幼馴染の涼と遥希がはしゃいでいるのを尻目に僕は木陰でサイダーを飲んで読書をしていた。本来なら今頃僕らは青春の一ページを刻んでいるはずだった。夏休みだけど集まって、遊園地に行ったり、祭りに行ったりしてそこで今しかできないような時間を過ごすという青春。しかし現実とは辛いもので僕らは今学校にいる。成績が悪いわけではないがそれぞれ様々な理由で補講を受けているのだ。今は昼休憩で、涼も遥希も炎天下の中水遊びをしている。
「遥―!あんたもこっち来なさいよ!」
あぁ遥希が呼んでいる、涼も僕に水をかける気満々の顔をしている。僕の放った嫌だよの言葉は空中に儚く消え去り遥希は僕の腕を掴んで日の下にさらった。強い日差しが容赦無く僕の皮膚を撫でる。眩しさに目が眩み、目を閉じる。次に目を開けると涼が目の前にいた。涼は満面の笑みで僕に水をぶっかけた。遥希は女子のくせにワイシャツ一枚でこちらを見てケラケラと笑っていた。僕は肩にかけていたカーディガンを遥希に無言で渡し、日陰に戻った。後ろから涼の揶揄う声と遥希の叫び声が聞こえてきたが無視だ。僕は肌寒さに少し震えながら木陰で二人がはしゃぐのを見ていた。少しして建物の窓が豪快に開いて先生の怒号が響いた。
「お前らー!!そこで水遊びをするなー!!」
その声に遥希はキラキラの笑顔で
「じゃあどこでならやっていいんですかー?」
と叫び返した。先生はまた何かを怒鳴って最終的にそこで待ってろと言い残して窓を閉めた。僕らは顔を見合わせて笑い合い急いで片付けをした。先生がやってきて息を切らしながらお小言が始まると程なくして遥希がお腹を押さえてしゃがみ込んだ。
「ちょ、せんせ待って。お腹痛い。」
先生は慌てふためいて心配していたが騙されてはいけない。これは遥希の演技だ。涼が少し笑いながら
「俺らで連れて帰るんで今日は午後の補講出なくていいですか?どうせ俺らしかいないですし。」
と言うと先生はくれぐれも気をつけて帰れよと念を押して職員室に帰っていった。また僕らは顔を見合わせて笑った。ジャン負けで教室まで荷物を取りに行くことになり、涼が負けた。遥希が元気よく涼の背中を叩いて送り出すとこちらを振り返りニッと笑った。僕は遥希のこの笑顔が好きだった。遥希はこの後何するー?とスマホをいじりながら聞いてきた。僕は少し考えてから
「お腹痛いんだし帰って休めば?」
と悪戯っぽい笑みで返した。すると遥希は慌てたように
「も、もう大丈夫だもん。私だって二人と遊びたいもん。そうだ!遥、花火しよっ!」
僕が花火ぃ?と難色を示しても遥希は既に決定したかのようにどこで入手してどこでやるかなどインターネットで調べ始めた。ここまでくると誰の声も届かない。涼がやってきて目線で今度はなんだ?と訴えてくる。僕は荷物を受け取り
「花火だって、今どこが安いか調べてる。」
と言い、無駄に重い遥希の荷物を抱えて歩き出す。遥希はブツブツと何かを呟きながら後ろをついて来る。しばらくして納得のいく結論が出たのか遥希は後ろから僕らに体当たりした。
「ワンスト!行くよ。」
と言い遥希は逆方向に進み出した。どうやら逆方向に10分と少しのワンコインストアが一番最適だったようだ。僕らも後を追い、店先でジャン負けをして今度は遥希が負けた。

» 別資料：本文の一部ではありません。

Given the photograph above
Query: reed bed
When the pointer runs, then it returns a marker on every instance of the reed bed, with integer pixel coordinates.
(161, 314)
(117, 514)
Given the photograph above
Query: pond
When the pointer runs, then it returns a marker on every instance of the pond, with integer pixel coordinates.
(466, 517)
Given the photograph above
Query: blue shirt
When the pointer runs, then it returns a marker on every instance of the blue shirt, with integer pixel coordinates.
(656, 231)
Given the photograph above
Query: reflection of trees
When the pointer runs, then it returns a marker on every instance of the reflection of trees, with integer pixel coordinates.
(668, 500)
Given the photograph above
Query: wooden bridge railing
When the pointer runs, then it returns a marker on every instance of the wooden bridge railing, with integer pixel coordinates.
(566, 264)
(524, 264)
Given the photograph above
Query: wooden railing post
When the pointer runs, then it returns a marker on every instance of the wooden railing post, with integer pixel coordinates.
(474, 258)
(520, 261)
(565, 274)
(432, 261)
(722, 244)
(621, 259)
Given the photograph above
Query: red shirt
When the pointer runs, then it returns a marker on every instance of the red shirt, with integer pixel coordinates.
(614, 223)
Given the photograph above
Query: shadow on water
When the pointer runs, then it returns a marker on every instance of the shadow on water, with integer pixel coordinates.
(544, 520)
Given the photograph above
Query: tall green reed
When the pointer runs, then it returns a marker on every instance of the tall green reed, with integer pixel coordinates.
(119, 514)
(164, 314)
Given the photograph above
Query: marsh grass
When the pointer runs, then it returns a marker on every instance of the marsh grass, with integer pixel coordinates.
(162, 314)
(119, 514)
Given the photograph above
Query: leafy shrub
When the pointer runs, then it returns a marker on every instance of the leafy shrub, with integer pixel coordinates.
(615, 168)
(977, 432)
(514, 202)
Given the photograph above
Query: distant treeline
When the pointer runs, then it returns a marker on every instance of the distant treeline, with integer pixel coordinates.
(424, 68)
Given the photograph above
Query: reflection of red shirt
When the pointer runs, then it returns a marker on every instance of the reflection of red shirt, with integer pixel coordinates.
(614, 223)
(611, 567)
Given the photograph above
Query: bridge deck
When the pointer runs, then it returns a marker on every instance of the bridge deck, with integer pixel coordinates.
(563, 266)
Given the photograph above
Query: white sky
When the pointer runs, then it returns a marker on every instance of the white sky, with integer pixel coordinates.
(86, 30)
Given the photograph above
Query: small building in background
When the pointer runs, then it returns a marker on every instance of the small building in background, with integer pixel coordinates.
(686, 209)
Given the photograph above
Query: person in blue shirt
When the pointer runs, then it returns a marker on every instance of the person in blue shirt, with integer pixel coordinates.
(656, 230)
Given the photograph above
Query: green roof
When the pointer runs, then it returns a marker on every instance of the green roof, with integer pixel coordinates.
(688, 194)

「涼、あんた今日お母さんからお小遣いもらってたよね。貸して。」
涼と遥希は双子の兄妹だ。涼は結局俺が払ってんじゃんとかなんとかブツブツと言いながらお金を渡していた。僕は一人っ子なのでこういうやりとりが羨ましい。しばらく外で涼と駄弁っていると遥希が買えたよーっと元気よく飛び出してきた。僕が
「どこでやるの?場所見つかった?」
と尋ねると遥希はケラケラと笑いながら
「遥は心配しすぎ!まる公で良くない?行くよっ。」
と歩き出した。まる公とは僕らの家の近くにある楕円形をした公園のことで小学生の頃とかは頻繁に利用していた。昔話をしながら歩いているとすぐに着いて、僕らはカメラを回し始めた。投稿サイトにはあげないけれど思い出として毎度遊ぶたびにカメラを回している。そして『開封の儀』と称して遥希が投稿者みたいな口調で買った花火の紹介を始めた。所々で僕たちの笑い声やツッコミ、訂正などが入っていて後から見ると結構面白い。遥希は動画を確認し、「じわるー」と笑い倒れていた。そして早速僕らは花火を始めた。三人で写真を撮ったり動画を回しながら楽しいひと時を過ごした。あっという間に買った花火は無くなってしまい僕らは爆速で終わってしまったことに顔を見合わせて笑った。そしてブランコに腰掛け皆でどうでもいいことを言い合って笑った。花火を始めたのが十九時だったはずなのにいつの間にか二十二時半を回る頃になっていた。流石に両家の親から連絡があり、急いで帰ることになった。コソコソとゴミを拾い集めて片付けをする様は不審者みたいだと遥希が呟いた時本当に警察官に職質をかけられたので僕らはまた笑った。学生証を見せてすぐに帰りますと言ってなんとか解放してもらい、急ぎ足で家まで帰った。家の前で二人と別れると隣の自分の家に帰った。母がすごい形相で待ち構えていて僕は一時間フルコースでこってり怒られた。最後に母は
「明日も補講でしょう、早く寝なね。」
と言って解放してくれた。僕は無言で頷いて自室に入るとすぐに着替えてベットに入った。夜中にお腹が空いて目が覚めたので仕方なくリビングに降りるとまだ母がそこにいた。誰かと電話をしているようで険悪な雰囲気が廊下にいる僕にまで届いた。
「そんな、遥をお友達たちと離すのは良くないわ!、、、。でも、、、、、。わかった。あの子には私から伝えるからあなたは会いに来ないで。」
そう言って母は電話を切った。僕はなんの話かは分からなかったけれど嫌な予感がしてならなかった。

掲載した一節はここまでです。